Adopting an indent fork

(Lane) Considering adoption of Piotr Stefaniak indent fork. I studied the diff it causes and liked nearly everything. Should we embed it in the PostgreSQL tree, or should we give it a standalone repository? In-tree lets us correlate changes, and out-of-tree lets us use the latest version on all branches. (Haas) Weird to cram a standalone tool into the main tree. (Misch) Similar to TAP support modules. (Lane) Similar to much of src/tools.

(Freund) Great if every contributor can easily run indent. (Eisentraut) Developers will figure it out easily, relative to other challenges of starting development like installing dependencies and configuring one's editor. (Freund) Mainstream OSs package all dependencies, so that part is easy.
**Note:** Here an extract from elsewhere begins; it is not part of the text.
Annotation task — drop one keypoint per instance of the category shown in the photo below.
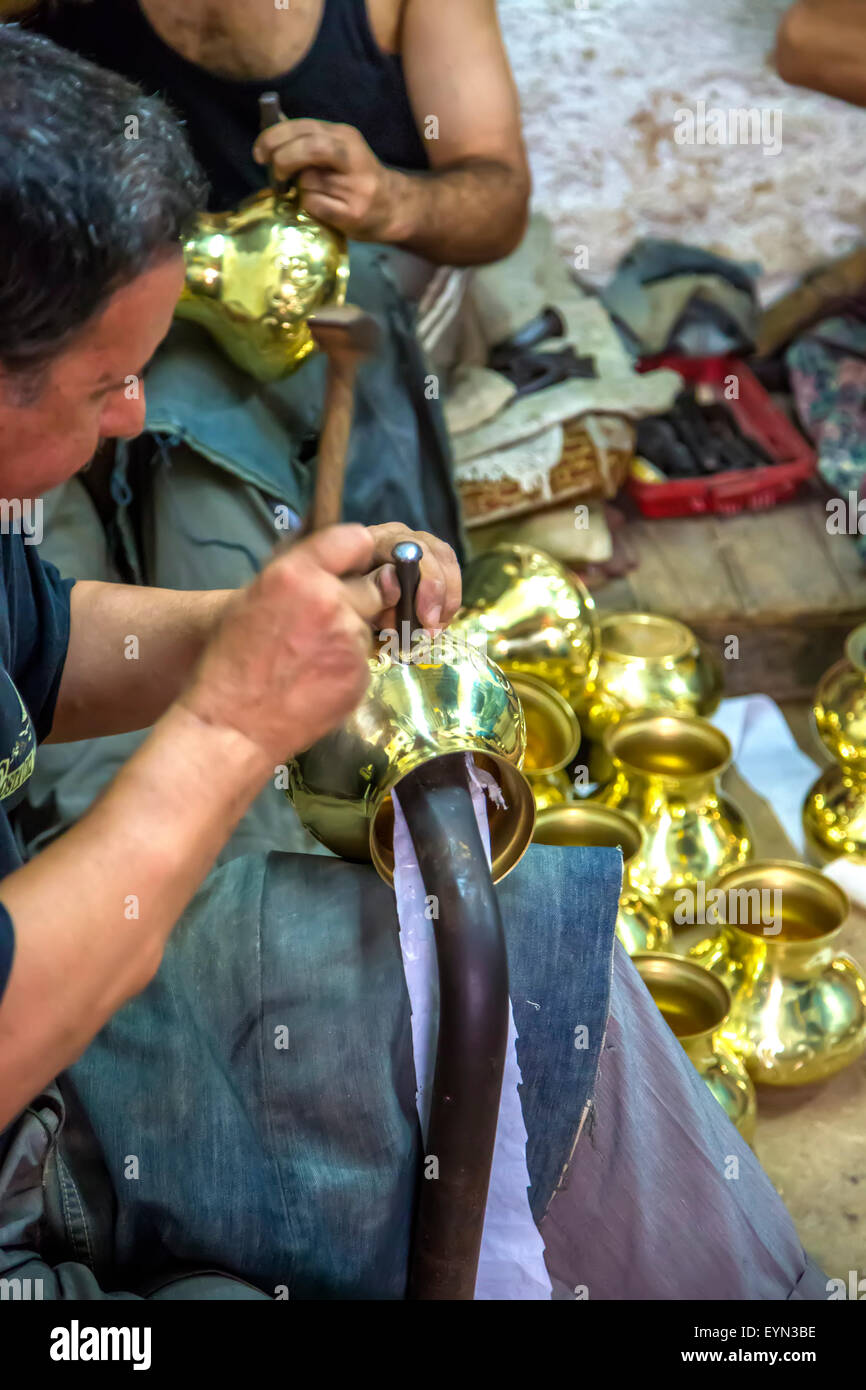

(Haas) We should reindent every week or every day. By end of cycle, the tree has accrued lots of divergence. It's hard to commit indent-clean code to a file that is already not indent-clean. "make indent" would be great.

(Eisentraut) If we switch indent implementations, I want one with upstream maintenance. (Freund) Author of proposed replacement is a FreeBSD committer and plans to submit indent code to FreeBSD. (Misch) We won't pull from upstream automatically; syncs will be more like timezone code syncs. (Freund) The replacement is already more-maintained than pgindent. (Lane) I vote not to wait for better maintenance. (Haas) If Lane will cover any problems, let it happen. Proposed tool does improve things.

(Eisentraut) Happy leaving v10 as-is (pgindent).

(Lane) Distinct issues (1) whether to switch indent tools and (2) how to distribute indent tool code. (Misch) Also (3) how often to reindent.

Any other business

(Misch) Congested agenda today. Should we meet longer next year? (Haas) Schedule was based on an unconference starting after the meeting, which we no longer do. But we wouldn't survive a 09:00-17:00 meeting. (Hagander) Perhaps 09:00-14:00?

(Page) How should the other developer meetings compare to this one? Brussels has been heavy on technical topics. (Haas) Unconference is better for technical topics. We used to have lots of narrow-interest technical topics that boiled down to the presenter speaking at a non-participating group.